Um dia estávamos comentando sobre como algumas músicas se tornaram hits absolutos, tocaram em tudo quanto é lugar ou ocasião, e ainda assim, depois de milhares de repetições, são capazes de nos emocionar e dar aquela sensação boa de quem ouve uma grande canção pela primeira vez. É uma relação bastante pessoal – há quem ame ou odeie “Stairway to Heaven”, “Losing My Religion” ou “Nothing Compares 2 U”, repetidas anos a fio. Foi assim que decidimos descobrir os hits favoritos de alguns convidados especiais.

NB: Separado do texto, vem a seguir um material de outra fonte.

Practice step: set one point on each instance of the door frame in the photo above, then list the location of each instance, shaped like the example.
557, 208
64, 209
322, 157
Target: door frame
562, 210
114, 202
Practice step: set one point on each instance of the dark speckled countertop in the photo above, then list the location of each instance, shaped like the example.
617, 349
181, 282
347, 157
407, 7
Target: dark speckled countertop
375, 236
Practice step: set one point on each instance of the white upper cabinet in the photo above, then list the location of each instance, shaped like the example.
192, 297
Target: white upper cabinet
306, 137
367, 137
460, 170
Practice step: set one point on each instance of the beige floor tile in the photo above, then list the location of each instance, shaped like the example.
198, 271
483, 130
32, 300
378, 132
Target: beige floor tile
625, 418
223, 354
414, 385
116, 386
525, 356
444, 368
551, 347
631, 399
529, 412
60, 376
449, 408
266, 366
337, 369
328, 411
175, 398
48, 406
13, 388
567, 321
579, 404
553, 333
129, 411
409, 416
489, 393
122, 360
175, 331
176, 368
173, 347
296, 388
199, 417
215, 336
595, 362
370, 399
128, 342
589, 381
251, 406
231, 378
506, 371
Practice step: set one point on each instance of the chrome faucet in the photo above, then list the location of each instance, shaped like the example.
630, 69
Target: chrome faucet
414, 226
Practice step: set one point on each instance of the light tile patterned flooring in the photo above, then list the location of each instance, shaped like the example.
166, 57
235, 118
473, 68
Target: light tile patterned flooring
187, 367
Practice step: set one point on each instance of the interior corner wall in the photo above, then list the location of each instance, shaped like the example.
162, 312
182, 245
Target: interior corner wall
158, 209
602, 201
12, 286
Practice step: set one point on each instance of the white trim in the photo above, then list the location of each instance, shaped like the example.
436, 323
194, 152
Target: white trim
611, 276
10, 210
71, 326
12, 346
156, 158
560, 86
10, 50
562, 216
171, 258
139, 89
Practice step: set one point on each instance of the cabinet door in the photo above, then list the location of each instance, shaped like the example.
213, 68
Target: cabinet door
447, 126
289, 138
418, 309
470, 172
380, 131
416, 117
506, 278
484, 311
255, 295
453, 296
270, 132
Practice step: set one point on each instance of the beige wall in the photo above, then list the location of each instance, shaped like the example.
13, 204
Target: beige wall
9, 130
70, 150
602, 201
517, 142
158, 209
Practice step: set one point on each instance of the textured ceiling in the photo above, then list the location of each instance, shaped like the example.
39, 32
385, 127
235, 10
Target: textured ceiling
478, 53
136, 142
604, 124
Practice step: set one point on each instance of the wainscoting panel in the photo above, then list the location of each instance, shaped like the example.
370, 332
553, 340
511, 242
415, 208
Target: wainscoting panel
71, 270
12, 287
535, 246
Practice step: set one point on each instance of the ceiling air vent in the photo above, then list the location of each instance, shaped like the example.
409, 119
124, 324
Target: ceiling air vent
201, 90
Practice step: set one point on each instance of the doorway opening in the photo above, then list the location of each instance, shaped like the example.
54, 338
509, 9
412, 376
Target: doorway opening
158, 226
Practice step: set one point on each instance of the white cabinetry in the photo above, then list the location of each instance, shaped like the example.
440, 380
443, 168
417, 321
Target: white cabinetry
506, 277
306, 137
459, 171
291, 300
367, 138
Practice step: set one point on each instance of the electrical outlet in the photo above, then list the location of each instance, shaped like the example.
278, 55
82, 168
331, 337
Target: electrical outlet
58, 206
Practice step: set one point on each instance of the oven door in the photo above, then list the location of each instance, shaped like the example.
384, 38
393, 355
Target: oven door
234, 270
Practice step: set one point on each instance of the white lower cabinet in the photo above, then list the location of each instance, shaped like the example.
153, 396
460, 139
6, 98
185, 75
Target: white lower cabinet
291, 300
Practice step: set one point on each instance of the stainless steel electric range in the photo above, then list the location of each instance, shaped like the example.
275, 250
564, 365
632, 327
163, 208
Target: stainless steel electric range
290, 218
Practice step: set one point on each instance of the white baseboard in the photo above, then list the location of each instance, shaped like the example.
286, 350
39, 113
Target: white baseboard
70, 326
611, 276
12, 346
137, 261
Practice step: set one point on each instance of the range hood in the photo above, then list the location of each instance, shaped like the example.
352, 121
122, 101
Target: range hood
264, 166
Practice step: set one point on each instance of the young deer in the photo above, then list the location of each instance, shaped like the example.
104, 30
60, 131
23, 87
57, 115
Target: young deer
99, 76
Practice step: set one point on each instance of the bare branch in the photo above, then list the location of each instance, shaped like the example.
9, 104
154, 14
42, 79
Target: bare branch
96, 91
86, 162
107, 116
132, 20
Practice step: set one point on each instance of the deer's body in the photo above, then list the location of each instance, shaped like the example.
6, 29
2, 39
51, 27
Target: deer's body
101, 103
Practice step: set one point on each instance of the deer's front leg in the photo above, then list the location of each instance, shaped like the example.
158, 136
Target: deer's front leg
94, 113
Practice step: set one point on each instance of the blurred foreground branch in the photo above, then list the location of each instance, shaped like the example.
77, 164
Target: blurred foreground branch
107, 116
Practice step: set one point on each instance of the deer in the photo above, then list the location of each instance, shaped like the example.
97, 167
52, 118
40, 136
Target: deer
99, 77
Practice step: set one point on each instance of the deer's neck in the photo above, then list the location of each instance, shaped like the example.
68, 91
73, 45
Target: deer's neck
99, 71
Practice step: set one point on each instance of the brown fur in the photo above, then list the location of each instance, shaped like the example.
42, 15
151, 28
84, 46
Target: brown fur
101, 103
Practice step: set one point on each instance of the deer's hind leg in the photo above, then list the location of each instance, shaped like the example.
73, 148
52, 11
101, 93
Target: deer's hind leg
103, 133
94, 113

Você verá uma música a cada post, com os comentários respectivos. Começamos com o Fernando Augusto Lopes, que escreve no excelente site Floga-se.

“Blue Monday” – New Order
(Fernando Augusto Lopes / Floga-se)

Eu sei que a música foge um tanto do escopo do Sounds Like Us [“não foge nãããooo, Fernando!!!”], mas quando me pediram essa reflexão, só veio “Blue Monday” à cabeça.

Ela foi lançada em março de 1983 e mais de 30 anos depois, segue bem atual e “moderna” (aqui, vai entre aspas porque “moderno” é algo, talvez, relativo).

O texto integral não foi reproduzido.